Can an integer which must hold the value of n contribute to space complexity?


If an algorithm requires an integer which can contain the number n (e.g. counting the size of an input array), that integer must take on the order of log(n) space (right?).

If this is the only space which scales with n, is the space complexity of the algorithm O(logn)?


Solution

  • Formally, it depends on the model of computation you're using. In the classical random access machine model, with a fixed word size, simply storing the length n of the input indeed requires O(log n) space (and simple arithmetic on such numbers takes O(log n) time). On the other hand, in the transdichotomous model, where the word size is assumed to grow logarithmically with the input size n, it only requires O(1) space (and time). Other models may yield yet other answers.

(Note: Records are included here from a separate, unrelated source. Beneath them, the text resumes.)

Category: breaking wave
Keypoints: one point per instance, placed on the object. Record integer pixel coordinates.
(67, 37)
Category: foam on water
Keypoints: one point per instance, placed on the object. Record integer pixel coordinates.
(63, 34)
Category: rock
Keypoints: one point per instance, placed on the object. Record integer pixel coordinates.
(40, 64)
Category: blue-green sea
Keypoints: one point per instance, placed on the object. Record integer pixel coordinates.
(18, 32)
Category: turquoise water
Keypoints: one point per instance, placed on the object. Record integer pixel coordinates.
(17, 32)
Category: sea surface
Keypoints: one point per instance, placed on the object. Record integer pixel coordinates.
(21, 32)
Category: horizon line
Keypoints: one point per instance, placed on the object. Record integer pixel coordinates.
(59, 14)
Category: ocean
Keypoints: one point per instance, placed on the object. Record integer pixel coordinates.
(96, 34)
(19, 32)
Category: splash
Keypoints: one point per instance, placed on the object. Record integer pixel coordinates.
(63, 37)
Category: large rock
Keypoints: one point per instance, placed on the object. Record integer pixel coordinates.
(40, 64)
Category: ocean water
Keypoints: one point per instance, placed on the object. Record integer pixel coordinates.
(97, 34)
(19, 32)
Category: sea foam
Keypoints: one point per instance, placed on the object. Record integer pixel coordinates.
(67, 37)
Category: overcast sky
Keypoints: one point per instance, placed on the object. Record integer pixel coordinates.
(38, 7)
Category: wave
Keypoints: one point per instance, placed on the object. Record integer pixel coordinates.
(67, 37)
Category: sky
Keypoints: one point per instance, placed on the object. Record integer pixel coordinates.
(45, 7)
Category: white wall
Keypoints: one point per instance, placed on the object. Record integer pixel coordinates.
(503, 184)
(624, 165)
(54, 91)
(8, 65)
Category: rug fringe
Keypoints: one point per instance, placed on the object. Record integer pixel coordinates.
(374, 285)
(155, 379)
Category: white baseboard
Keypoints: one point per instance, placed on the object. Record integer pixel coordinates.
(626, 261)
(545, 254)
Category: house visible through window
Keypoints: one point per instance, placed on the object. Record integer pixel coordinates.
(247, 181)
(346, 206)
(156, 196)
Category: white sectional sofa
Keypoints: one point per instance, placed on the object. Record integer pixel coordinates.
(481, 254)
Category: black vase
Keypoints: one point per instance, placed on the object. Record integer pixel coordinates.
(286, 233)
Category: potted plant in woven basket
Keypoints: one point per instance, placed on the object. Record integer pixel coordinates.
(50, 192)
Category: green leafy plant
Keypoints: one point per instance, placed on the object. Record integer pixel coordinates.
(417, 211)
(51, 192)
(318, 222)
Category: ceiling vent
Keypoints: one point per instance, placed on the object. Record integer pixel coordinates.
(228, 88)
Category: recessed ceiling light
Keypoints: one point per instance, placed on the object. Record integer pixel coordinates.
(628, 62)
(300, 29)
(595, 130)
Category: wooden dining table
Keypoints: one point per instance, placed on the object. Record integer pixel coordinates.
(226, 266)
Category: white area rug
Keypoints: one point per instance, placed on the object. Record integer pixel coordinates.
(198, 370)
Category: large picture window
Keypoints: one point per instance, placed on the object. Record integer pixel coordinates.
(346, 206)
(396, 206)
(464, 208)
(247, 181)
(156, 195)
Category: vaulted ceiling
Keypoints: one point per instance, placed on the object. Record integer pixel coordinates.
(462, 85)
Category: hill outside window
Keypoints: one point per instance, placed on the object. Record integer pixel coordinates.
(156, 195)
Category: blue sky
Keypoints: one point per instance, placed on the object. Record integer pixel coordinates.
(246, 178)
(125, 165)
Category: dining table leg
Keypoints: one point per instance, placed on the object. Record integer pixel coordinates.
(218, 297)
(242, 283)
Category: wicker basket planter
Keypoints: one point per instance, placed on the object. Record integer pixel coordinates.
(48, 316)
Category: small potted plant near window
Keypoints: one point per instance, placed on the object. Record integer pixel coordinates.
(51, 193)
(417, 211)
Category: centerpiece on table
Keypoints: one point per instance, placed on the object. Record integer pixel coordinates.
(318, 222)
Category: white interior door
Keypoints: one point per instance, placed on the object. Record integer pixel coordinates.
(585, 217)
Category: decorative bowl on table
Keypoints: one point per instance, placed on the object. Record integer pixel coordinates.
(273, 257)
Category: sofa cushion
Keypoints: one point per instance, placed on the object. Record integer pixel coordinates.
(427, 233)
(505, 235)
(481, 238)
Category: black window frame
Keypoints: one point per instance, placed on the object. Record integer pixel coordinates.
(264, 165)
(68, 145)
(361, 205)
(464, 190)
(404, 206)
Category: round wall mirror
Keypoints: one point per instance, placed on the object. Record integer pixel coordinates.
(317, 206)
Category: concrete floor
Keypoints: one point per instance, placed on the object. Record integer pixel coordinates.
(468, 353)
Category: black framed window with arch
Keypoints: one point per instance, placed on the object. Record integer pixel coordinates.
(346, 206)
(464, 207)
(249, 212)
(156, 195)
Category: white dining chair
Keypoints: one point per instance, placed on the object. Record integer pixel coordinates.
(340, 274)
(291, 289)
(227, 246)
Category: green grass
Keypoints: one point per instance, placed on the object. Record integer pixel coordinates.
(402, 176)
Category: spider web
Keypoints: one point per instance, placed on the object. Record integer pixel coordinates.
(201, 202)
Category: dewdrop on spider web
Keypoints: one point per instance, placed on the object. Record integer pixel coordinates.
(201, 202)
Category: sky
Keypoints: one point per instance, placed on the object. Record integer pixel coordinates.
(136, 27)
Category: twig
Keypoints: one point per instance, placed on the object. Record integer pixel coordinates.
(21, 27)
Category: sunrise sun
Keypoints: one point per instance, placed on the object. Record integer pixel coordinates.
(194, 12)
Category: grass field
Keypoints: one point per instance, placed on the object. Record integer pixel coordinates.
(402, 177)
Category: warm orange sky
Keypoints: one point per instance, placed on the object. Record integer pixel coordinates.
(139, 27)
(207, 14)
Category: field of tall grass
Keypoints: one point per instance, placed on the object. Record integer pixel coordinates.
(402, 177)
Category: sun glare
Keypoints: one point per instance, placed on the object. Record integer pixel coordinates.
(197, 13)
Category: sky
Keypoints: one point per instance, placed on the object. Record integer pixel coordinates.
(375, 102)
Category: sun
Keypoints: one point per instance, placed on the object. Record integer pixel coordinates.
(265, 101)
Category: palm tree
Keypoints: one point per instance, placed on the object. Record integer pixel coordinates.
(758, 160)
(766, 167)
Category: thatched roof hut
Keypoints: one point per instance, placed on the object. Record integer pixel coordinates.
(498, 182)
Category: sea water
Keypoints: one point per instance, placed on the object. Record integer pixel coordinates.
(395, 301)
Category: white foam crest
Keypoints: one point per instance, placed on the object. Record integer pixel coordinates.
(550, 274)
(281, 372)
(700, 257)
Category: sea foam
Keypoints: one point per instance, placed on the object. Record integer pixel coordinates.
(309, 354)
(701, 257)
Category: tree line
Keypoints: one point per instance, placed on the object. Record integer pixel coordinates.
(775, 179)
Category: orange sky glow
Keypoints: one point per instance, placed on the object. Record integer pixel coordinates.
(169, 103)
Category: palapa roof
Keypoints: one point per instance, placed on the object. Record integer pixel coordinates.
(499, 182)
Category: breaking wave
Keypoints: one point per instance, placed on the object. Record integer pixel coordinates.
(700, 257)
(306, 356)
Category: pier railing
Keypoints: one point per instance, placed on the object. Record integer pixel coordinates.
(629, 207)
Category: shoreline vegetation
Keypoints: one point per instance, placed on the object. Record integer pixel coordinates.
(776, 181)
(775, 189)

    In practice, most analysis of algorithms assumes that simple arithmetic on moderate-size integers (i.e. proportional to the input length) can be done in constant time and space. A practical reason for this, besides the fact that it simplifies analysis, is that in practice the logarithm of the input length cannot grow very large — even a computer capable of counting up from zero to, say, 2256, much less of reading that many bits of input, is probably forever beyond the means of humankind to build using known physics. Thus, for any conceivable realistic inputs, you can simply assume that a machine with a 256-bit word size can store the length of the input in a single word (and that machines with a smaller word size still need only a small constant number of words).